Она была еще прекрасна, но все знали это; ею так долго любовались, так долго восхищались! Ее так давно прозвали королевой Флоренции, что самая обыкновенная воспитанница, едва выпущенная из стен монастырского пансиона, возбуждала более интереса. Дамы уже осмеливались первыми шить себе новомодные туалеты — прежде исключительная привилегия леди Маубрей; никто больше о ней не злословил, и граф находил какое-то дьявольское удовольствие, слыша со всех сторон похвалы своей примерной верности и замечательным качествам души, позволявшим ему столько лет обольщаться прелестями своей любовницы.

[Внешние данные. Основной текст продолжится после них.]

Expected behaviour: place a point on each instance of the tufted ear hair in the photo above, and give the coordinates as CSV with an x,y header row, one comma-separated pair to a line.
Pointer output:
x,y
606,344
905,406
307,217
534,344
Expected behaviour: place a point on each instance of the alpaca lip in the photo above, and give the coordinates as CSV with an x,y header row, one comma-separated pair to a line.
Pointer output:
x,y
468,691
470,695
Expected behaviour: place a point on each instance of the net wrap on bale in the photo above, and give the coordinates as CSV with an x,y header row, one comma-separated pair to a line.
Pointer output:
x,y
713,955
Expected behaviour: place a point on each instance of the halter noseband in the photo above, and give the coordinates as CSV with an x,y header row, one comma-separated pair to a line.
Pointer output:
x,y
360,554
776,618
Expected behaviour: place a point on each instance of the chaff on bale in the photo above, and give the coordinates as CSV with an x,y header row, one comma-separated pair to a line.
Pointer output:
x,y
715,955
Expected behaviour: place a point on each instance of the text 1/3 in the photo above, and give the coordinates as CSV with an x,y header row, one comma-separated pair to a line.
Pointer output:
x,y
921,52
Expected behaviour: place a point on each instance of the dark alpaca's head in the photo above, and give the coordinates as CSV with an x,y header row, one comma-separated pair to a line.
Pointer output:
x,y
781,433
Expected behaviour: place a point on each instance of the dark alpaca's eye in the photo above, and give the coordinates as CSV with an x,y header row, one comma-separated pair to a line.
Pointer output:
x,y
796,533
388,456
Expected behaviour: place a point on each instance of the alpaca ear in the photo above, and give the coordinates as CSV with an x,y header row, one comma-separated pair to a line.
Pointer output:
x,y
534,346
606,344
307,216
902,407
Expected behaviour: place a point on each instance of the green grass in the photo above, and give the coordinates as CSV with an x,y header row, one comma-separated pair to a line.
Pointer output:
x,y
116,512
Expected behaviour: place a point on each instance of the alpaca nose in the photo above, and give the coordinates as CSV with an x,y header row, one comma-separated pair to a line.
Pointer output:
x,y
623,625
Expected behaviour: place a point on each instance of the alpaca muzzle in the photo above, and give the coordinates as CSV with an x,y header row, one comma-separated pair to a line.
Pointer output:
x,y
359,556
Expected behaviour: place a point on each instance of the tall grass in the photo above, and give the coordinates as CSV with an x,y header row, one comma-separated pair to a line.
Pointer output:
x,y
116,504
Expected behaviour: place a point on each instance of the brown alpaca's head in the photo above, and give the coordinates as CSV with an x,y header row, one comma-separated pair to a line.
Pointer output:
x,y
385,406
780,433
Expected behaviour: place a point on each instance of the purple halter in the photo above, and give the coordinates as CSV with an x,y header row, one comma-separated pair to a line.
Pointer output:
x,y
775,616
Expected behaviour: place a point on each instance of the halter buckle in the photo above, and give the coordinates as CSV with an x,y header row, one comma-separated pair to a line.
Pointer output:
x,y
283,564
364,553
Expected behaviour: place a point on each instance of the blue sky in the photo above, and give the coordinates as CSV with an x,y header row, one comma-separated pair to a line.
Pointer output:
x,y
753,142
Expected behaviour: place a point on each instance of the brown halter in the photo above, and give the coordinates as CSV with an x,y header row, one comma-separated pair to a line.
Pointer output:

Страдания Метеллы при виде того, что единственный дорогой для нее человек ею пренебрегает, были выше всяких сил; здоровье ее расстроилось, а работа времени убыстрила свои безжалостные разрушения. И чем заметнее угасало чувство Буондельмонте, тем резче проводило время свои борозды по ее лицу; когда юный Оливье вновь увидел любовников вместе, будущее счастье леди Маубрей исчислялось уже не годами, а часами.
— Дорогая Метелла, — говорил ей граф на другой день после встречи с Оливье в театре, — знаете, ведь этот молодой швейцарец влюблен в вас до безумия.
— Неужели вам вправду хочется, чтобы я в это поверила, — отвечала леди Маубрей как можно беспечнее. — За последние две недели вы повторяете мне это в десятый раз!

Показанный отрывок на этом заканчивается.